Deciding whether to utilize lean, agile, or both methods for your organization is an important first step for any new manufacturing start-up.
Lean Manufacturing Methods
Running a lean manufacturing business puts the most priority on the flow of material through the entire process (value stream), which keeps the costs at a minimum. When working properly, Lean methods maintain very little inventory, so the company can minimize how much money that spend on raw materials, in-progress work, and finished products at any given time.

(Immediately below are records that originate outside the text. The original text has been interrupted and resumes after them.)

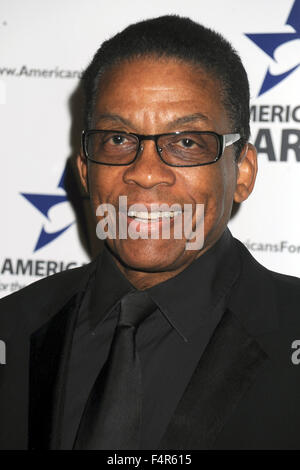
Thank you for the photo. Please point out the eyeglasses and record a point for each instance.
(180, 149)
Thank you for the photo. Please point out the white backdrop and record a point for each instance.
(44, 45)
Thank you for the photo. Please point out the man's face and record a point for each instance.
(153, 96)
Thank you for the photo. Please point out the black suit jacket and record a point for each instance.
(244, 393)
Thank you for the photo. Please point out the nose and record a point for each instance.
(148, 170)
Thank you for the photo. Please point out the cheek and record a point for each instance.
(103, 180)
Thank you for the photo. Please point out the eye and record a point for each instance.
(117, 139)
(187, 143)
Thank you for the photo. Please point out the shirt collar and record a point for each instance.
(187, 300)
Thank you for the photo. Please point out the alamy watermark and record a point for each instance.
(159, 221)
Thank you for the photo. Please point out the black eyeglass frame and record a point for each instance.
(224, 141)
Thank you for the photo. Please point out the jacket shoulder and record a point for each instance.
(43, 295)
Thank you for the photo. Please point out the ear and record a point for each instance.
(246, 174)
(82, 170)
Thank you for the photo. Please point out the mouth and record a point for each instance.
(149, 217)
(154, 222)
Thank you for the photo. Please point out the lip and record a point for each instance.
(150, 206)
(149, 226)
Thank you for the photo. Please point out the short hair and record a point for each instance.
(172, 36)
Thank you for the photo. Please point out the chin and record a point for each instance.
(148, 255)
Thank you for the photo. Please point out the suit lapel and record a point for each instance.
(225, 372)
(49, 351)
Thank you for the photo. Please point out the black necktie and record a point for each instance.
(112, 416)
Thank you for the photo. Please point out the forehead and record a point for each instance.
(160, 90)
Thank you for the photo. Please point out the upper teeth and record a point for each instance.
(153, 215)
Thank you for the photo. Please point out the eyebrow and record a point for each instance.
(182, 120)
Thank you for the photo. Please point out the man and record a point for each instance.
(211, 363)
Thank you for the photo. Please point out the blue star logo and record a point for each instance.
(43, 203)
(269, 42)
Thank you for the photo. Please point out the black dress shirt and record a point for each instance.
(170, 341)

Organizations using lean methodology use efficient purchasing and delivery systems to minimize cost by requesting inputs only when they are needed, and deliver the finished product as soon as it is ordered and needed by the customer. In addition, lean manufacturers tend to focus their core processes on main competencies, while also outsourcing a variety of productive activities to suppliers who can do it better and have more expertise. When these suppliers are treated like partners, this creates further cost efficiencies.
For example, a lean manufacturing business may outsource certain components or items that are not part of their core skills, allowing them to focus on and invest more solely in what made them successful in the first place. The suppliers deliver the items just-in-time (JIT), only when the company needs it.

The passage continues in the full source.